January 03, 2013
New York Magazine
Big-Ticket Sales the Big News in Manhattan Real Estate
by S. Jhoanna Robledo
If it seems as if jaw-dropping, multi-million-dollar properties dominated the real-estate market last year, it’s because they did. According to Streeteasy.com, which released its fourth-quarter market survey today along with the city’s biggest real-estate firms, 44 properties priced above $10 million went into contract from October to December, a jump of 142 percent from a year earlier. Juxtapose that against listings asking less than $500,000, which saw a still healthy but comparatively more sedate 9.8 percent increase in contract activity. (Per Brown Harris Stevens, 23 apartments closed at over $10 million this past quarter, too, compared to 16 in 2011.) In fact, 644 properties priced over $10 million were put up for sale last year, the highest total in a half-decade.

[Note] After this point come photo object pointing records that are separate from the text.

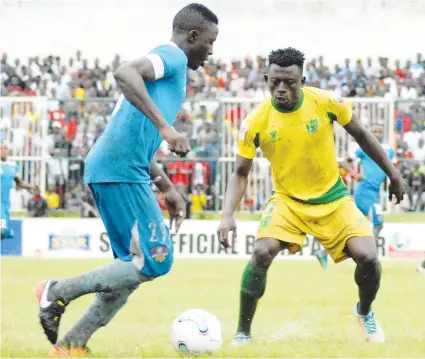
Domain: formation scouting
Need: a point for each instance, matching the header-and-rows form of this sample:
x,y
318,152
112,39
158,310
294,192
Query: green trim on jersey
x,y
294,109
338,191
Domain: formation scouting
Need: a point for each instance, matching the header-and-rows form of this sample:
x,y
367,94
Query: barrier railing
x,y
26,124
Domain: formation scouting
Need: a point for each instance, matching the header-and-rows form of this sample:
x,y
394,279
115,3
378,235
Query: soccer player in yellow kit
x,y
294,130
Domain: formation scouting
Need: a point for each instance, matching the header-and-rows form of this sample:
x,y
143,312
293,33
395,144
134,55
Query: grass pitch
x,y
306,311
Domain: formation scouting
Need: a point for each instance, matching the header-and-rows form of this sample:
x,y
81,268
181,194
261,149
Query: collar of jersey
x,y
295,108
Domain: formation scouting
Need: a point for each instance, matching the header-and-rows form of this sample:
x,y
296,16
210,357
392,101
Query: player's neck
x,y
179,41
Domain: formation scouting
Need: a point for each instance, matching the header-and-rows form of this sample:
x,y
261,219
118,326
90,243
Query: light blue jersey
x,y
366,193
373,175
8,172
117,169
124,151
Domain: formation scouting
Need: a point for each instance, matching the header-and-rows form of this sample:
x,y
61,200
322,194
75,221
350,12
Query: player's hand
x,y
227,224
396,188
177,142
176,206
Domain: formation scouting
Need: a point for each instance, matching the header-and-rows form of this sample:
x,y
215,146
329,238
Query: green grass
x,y
306,312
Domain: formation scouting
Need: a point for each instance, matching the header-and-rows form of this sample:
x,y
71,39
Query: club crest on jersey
x,y
274,136
339,99
159,254
312,126
242,131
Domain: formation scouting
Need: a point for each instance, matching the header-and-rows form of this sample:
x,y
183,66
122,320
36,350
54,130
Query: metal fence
x,y
26,124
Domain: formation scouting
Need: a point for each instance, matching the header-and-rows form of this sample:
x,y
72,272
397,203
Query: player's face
x,y
201,46
4,152
284,85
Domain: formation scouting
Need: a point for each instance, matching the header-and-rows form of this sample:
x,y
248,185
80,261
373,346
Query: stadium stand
x,y
81,98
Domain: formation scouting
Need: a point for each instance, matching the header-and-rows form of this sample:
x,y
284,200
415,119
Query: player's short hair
x,y
287,57
194,17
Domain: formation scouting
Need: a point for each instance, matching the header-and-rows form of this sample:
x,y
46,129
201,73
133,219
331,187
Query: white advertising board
x,y
57,237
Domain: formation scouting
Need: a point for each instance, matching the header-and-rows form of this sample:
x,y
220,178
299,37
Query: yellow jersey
x,y
299,145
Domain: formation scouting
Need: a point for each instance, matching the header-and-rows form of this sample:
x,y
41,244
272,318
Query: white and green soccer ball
x,y
196,332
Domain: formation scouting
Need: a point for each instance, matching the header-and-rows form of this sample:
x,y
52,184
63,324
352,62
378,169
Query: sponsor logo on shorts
x,y
159,254
267,215
57,241
399,242
312,126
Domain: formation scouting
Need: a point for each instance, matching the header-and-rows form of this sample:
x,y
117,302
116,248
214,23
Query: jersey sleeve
x,y
247,145
342,110
359,153
15,171
167,60
391,154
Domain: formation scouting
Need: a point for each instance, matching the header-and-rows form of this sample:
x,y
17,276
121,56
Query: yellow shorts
x,y
333,224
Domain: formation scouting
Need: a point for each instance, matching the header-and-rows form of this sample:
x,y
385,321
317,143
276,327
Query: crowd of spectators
x,y
82,96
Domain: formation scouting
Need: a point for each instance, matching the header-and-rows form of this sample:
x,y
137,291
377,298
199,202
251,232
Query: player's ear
x,y
193,36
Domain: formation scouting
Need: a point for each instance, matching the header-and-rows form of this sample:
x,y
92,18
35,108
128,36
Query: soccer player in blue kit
x,y
119,169
366,193
9,173
370,181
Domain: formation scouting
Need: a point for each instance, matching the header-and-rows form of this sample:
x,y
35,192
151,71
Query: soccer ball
x,y
196,332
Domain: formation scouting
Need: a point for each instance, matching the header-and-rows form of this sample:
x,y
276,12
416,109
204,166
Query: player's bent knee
x,y
158,262
367,259
264,252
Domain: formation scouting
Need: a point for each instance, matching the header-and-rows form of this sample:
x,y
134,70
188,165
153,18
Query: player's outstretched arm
x,y
234,194
175,203
131,77
370,145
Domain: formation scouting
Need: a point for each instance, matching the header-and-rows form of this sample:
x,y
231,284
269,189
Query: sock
x,y
368,279
252,288
113,277
100,313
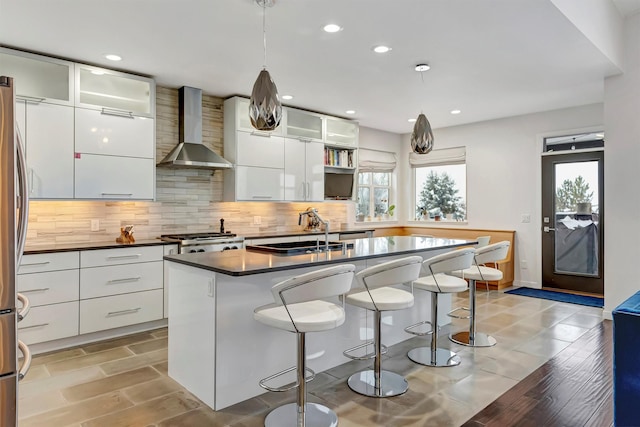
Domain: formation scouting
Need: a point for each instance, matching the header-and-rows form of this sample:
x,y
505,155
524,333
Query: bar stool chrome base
x,y
391,384
443,357
480,339
316,415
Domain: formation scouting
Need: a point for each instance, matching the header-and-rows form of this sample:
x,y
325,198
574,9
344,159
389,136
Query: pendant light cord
x,y
264,34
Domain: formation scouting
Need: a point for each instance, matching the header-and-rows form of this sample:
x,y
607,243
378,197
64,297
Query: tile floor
x,y
124,382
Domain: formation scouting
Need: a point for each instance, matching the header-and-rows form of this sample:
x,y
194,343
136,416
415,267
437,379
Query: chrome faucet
x,y
313,212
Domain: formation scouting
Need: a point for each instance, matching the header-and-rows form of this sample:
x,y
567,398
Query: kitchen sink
x,y
294,248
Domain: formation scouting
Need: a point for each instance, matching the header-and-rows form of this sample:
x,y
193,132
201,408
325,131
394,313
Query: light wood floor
x,y
124,382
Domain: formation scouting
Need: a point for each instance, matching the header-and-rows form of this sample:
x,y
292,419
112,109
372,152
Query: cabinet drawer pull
x,y
35,263
109,112
117,194
30,99
124,256
35,290
121,312
33,326
126,279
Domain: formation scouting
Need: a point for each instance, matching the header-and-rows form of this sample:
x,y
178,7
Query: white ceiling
x,y
489,58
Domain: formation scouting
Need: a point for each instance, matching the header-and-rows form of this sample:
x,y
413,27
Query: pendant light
x,y
422,136
265,108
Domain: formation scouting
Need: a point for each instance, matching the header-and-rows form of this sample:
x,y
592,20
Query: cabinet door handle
x,y
110,112
24,349
124,256
35,290
30,99
33,326
121,312
117,194
35,263
126,279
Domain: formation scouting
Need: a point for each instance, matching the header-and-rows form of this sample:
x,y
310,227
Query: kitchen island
x,y
219,352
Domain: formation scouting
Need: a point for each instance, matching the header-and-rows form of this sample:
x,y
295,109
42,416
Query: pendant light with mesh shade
x,y
265,108
422,136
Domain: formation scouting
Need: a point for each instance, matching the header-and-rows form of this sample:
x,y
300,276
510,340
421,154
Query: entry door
x,y
572,215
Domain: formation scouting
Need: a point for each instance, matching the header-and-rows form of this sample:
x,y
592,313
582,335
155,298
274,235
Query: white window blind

“[The] high-end market often defies market principles,” says Streeteasy’s Sofia Song. “It’s more driven by foreign demand and by people looking to park their money.” Halstead Property’s Diane Ramirez chalks up the flurry of luxury activity to timing. Sellers, who made themselves scarce in the downturn, are returning to the market as one big-ticket property after another fetches record-breaking prices. In other news, it looks like this increasingly robust residential real-estate market is here to stay, at least for a while. According to Prudential Douglas Elliman’s report, prepared by the appraisal firm Miller Samuel, sales climbed 29.2 percent (to 2,598 transactions) from the same period in 2011; the average sales price is up ever-so-slightly (1.1 percent) to $1,461,473. Meanwhile, inventory is at an all-time low, which could drive prices even higher this year. (The Corcoran Group reports that inventory has shrunk for the fourth consecutive quarter and is at its lowest in seven years.) Apartments are selling faster, too: Halstead Property found that apartments sold at an average of 114 days compared to 123 days in the fourth quarter of 2011. “For the last three years now since the recession, I have been each year cautiously optimistic,” says Ramirez. “This is the first year I am truly optimistic. All our indicators going into 2013 are positive.”